Contudo, percebi que História não ensina muito bem a história da sociedade, do mundo ou do cotidiano. Ela nos ensina a história da Delta. Da formação de toda essa cadeia enorme com altíssimos muros em suas extremidades. É impressionante como de um lado do muro não conseguimos enxergar o lado adjacente do terreno. É um lugar extremamente grande. Uma vez, o professor Christophe, responsável por História, nos falou que o nosso mundo mede 170 hectares. Antes de sair do transe, não tinha notado a imensidão do que aquilo representava.

Em suma, nossas aulas de história eram sobre o Sr. Skane, o fundador da Delta. Este foi o último projeto do pai de Aura, deixando tudo para a filha após seu falecimento, cerca de dois anos atrás. Desde então, Aura comanda o lugar como se fosse um irmão caçula que deve proteger, já que seu pai deixou sobre sua responsabilidade.

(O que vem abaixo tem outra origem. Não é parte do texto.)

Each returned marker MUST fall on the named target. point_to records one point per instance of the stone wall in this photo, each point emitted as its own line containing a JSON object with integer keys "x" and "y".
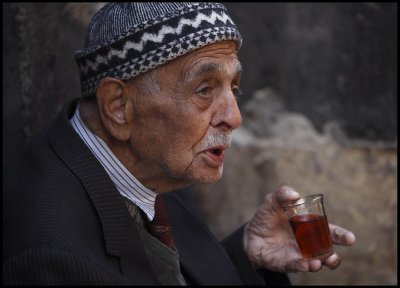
{"x": 358, "y": 180}
{"x": 320, "y": 113}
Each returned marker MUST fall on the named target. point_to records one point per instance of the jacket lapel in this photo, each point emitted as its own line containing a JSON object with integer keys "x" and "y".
{"x": 202, "y": 257}
{"x": 120, "y": 235}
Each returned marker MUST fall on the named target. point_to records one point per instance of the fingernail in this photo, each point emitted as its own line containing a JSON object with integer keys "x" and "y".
{"x": 293, "y": 194}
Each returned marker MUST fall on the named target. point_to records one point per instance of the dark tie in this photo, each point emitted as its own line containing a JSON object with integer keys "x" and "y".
{"x": 159, "y": 227}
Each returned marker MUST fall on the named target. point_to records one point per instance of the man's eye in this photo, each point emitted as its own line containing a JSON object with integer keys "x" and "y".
{"x": 237, "y": 92}
{"x": 203, "y": 92}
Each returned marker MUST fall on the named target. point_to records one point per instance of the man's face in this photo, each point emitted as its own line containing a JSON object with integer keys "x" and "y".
{"x": 181, "y": 131}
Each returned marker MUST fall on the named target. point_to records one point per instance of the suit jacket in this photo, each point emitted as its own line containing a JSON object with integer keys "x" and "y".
{"x": 65, "y": 223}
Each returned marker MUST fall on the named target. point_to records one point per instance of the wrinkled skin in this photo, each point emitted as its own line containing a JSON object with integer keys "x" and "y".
{"x": 162, "y": 136}
{"x": 270, "y": 243}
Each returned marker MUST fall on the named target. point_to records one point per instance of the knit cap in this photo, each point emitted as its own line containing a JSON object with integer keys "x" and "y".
{"x": 128, "y": 39}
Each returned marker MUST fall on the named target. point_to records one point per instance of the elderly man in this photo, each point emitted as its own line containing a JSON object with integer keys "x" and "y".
{"x": 89, "y": 201}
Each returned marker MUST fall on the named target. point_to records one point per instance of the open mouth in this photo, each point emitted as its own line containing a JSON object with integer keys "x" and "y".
{"x": 216, "y": 152}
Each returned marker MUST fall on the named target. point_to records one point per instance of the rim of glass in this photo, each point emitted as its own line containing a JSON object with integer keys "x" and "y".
{"x": 303, "y": 200}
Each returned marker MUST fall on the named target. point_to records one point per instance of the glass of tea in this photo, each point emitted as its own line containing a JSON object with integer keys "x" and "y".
{"x": 310, "y": 227}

- Todos a amam - penso alto.

Ela é sempre sorridente com os internos, fazendo os sentir a vontade. Muitas vezes, ela saia de sua sala e almoçava junto conosco no refeitório central, onde realizamos nossas refeições.

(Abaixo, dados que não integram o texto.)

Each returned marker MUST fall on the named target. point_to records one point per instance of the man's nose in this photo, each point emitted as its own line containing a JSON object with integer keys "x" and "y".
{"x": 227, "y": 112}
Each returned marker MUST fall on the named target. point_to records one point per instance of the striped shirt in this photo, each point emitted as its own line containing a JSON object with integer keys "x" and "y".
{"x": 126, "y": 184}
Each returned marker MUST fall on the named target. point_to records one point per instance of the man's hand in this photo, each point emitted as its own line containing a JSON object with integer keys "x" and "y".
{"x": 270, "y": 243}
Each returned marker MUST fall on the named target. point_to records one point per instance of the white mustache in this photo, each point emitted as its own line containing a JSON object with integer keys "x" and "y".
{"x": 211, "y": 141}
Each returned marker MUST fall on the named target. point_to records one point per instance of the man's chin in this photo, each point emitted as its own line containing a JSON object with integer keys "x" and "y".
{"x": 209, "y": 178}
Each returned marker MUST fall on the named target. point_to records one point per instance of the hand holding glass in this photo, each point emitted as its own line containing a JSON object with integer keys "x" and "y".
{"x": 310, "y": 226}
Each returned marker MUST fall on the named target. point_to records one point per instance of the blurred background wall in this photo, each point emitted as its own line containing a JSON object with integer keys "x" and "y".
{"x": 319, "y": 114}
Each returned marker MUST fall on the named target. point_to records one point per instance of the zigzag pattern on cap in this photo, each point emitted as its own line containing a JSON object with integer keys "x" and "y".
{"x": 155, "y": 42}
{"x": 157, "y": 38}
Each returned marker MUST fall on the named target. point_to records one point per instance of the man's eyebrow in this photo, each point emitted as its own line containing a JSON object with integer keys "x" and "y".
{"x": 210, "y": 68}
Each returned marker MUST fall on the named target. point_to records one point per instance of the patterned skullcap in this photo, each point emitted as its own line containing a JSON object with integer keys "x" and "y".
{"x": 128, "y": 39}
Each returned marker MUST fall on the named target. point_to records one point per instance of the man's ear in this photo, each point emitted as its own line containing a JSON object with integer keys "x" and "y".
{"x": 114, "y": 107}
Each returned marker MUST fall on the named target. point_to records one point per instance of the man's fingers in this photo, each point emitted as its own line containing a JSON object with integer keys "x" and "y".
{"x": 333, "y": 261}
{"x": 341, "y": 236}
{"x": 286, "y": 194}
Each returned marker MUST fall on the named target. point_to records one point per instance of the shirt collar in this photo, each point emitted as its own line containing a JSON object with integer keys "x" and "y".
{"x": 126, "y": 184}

Admito que também era um desses fanáticos pela Srta. Skane, desses que parava tudo o que estava fazendo para admirá-la passeando pelos corredores das Casas ou dos Campos Educacionais. Hoje, tento disfarçar, mas o que sinto é indiferença. No entanto, terei de deixar essa minha atitude de lado e voltar a ser o aluno apaixonado pela mulher que domina todo este império chamado Delta, onde, tirando os funcionários, todos têm menos de 18 anos. Tento ao máximo não pensar para onde eu vou após o meu próximo aniversário. O que vão fazer e para onde vão me levar é algo que me corrói e, se depender de mim, não vou querer ficar aqui para saber e, querendo ou não, com Sun ao meu lado.

- Falando nela, como será que está minha pequena? Será que já parou de conversar com Anny e foram dormir? Se bem que ela geralmente pega no sono rápido. Isso não é algo com a qual eu tenha que me preocupar. - falo comigo mesmo. - Sei que para a fazer dormir mais rápido, basta dar o Fluffy, seu pequeno urso de pelúcia

Me levanto rapidamente da cama, quase com um pulo assustado com a conexão de informações que rodeava minha mente.

Urso de pelúcia.

Fluffy.

Anny.

Sun.

Lembro vagamente de quando chegamos aqui. Esforço meu cérebro a recuperar o máximo de informações que puder. São uns pequenos flashs.

Acho que tinha meus 15 anos, estava com quase 16, e Sun estava nos colos de alguém. Será que era a minha mãe? Meu pai? Lembro que era só uma pessoa. Não se trata de um casal. Tinha apenas uma pessoa, que segurava com rigidez meu ombro direito e segurava Sun, que dormia carregando Fluffy, o pequeno urso marrom que ela tinha.

Lembro que a pessoa que nos trazia para a Delta balbuciava alguma coisa, me instruia durante minha chegada. Não consigo me lembrar direito. Consigo me recordar de duas palavras: Olho e Mundo.

Sinto novamente um aperto na cabeça e não demora muito para perder os sentidos e desabar na cama.